I would invest in that


Reminder that the FBI recommends using ad blockers for security reasons.

This is Google being evil, and proving that they cannot be trusted with the browser.

https://news.ycombinator.com/item?id=34916239


Try chromite comes with Adblock plus and bromite legacy built in.Ffupdater at fdroid has it.


How's Microsoft Edge affected?


Microsoft is linking to Google’s pages regarding timelines, so very similar dates, probably.

https://learn.microsoft.com/en-us/microsoft-edge/extensions-...


People open it for the second time. To download Firefox.


F*ck edge


What about chromium alternatives like Arc and Kiwi?
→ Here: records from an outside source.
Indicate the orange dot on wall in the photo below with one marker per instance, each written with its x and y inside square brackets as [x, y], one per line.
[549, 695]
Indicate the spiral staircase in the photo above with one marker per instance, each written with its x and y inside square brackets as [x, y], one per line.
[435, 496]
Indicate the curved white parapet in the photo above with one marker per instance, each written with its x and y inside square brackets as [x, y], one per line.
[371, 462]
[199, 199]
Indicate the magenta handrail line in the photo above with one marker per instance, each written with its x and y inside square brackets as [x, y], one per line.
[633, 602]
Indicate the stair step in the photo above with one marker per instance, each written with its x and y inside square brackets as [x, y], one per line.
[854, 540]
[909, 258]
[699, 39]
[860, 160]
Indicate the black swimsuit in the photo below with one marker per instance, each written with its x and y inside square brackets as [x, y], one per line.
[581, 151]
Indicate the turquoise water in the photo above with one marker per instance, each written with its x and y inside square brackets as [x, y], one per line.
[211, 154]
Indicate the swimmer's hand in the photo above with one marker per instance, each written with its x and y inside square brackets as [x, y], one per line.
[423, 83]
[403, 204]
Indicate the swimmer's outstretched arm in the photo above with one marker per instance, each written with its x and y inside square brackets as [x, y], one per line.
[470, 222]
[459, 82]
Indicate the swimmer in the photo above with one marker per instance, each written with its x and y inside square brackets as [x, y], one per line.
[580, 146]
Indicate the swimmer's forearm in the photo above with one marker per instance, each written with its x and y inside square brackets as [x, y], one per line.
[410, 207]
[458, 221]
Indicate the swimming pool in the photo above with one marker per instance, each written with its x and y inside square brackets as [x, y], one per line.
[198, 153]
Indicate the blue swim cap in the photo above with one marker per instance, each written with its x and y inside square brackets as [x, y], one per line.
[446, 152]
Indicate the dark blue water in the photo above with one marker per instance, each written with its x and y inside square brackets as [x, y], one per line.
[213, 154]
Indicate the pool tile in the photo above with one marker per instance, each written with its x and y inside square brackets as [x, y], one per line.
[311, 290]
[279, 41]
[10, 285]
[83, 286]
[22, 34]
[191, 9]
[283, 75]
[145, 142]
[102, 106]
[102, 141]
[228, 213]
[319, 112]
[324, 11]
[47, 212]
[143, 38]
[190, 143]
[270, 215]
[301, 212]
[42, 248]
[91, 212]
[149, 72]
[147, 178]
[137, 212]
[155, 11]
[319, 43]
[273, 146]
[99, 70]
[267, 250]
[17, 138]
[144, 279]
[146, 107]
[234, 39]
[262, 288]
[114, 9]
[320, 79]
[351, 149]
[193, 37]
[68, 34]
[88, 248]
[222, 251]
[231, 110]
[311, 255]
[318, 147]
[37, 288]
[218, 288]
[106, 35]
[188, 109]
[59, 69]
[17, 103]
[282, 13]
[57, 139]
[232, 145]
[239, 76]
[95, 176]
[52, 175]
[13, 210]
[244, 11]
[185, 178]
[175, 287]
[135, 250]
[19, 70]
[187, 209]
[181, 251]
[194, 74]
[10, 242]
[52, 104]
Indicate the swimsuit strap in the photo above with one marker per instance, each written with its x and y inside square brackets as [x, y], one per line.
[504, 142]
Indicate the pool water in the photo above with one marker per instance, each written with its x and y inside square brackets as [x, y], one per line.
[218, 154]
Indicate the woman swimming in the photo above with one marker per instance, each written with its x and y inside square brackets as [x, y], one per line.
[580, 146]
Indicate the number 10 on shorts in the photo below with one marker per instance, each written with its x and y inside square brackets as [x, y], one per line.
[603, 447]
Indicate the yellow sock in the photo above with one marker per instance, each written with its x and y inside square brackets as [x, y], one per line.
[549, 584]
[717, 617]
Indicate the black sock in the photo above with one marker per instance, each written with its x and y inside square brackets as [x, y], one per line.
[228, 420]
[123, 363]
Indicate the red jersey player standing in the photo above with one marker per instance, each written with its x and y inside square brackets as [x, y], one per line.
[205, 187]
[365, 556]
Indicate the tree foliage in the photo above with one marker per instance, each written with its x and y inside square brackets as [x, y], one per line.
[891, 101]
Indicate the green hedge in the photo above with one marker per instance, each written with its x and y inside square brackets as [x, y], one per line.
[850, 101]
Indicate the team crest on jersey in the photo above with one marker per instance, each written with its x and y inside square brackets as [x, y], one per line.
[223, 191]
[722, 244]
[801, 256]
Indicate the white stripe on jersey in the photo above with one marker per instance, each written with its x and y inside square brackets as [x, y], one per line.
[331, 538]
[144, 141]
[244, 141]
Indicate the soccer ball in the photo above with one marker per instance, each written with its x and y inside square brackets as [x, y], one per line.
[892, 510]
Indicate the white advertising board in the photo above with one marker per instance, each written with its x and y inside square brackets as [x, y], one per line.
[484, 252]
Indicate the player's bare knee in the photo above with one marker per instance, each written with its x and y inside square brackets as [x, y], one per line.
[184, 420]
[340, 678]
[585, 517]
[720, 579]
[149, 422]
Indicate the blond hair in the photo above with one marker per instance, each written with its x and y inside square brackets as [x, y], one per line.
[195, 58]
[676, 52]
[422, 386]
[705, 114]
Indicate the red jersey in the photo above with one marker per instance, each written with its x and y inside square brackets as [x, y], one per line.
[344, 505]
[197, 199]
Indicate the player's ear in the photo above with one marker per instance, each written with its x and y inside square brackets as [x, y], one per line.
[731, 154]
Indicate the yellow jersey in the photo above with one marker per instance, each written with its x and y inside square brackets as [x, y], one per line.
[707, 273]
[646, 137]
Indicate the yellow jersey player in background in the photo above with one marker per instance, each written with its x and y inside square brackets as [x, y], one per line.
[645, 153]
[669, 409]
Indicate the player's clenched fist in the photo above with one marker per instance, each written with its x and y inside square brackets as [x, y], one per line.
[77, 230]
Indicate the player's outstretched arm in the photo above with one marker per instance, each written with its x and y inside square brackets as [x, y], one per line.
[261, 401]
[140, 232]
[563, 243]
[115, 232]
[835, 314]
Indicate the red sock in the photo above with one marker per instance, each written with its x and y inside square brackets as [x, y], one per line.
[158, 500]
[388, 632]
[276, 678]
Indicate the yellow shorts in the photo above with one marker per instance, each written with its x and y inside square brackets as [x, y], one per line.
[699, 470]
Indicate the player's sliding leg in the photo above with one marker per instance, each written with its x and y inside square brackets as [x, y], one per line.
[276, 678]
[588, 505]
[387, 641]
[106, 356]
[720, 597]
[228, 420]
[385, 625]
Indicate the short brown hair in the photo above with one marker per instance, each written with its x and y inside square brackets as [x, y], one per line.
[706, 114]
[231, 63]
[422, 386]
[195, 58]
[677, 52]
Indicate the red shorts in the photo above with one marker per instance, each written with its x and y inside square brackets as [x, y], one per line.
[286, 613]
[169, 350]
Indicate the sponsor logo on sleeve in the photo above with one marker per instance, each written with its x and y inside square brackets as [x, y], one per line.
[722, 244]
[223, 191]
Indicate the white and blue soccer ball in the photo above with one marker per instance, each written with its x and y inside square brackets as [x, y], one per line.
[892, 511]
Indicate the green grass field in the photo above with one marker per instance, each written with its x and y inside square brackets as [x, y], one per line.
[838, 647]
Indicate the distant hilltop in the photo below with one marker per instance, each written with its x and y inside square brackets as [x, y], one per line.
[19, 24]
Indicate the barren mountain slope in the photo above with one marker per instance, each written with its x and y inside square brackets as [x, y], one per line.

Will they keep manifest V2?


if they are chromium based and google pulls the v2 out of chromium, then it would be up to the forks to maintain v2 being re-added and security updates being applied and maintained ny their teams

a better question is why does one _need_ chrome; or to use strictly one browser for that matter? bookmarks are literally a text list of urls (many alterneratives to sharing these between browsers/devices); history features (to my useage needs the history features have lacked since the browser was invented). shared sessions, like resuming a video between devices - can be done via logging into many sites. saved passwords? dont save passwords in the browser- - many alternatives exist.

try not to limit yourself in the tools which are available, there are many and they are not hard to learn

tried LibreWolf yet?

edit: some sentense restructering


Chrome is ahead of the curve, driving innovation and making the internet a better place, again and again and again.


I hope this was sarcastic


When people realize how insufferable the internet is without an Adblocker they’ll have no choice but switch to Firefox.


While I can't recommend enough giving Firefox another try, uBlock Lite (the Manifest V3 version) is actually decent.

I'm not sure if that downside of Chrome will be enough to make many people switch – it's too slow a boil for many frogs to notice, I'm afraid.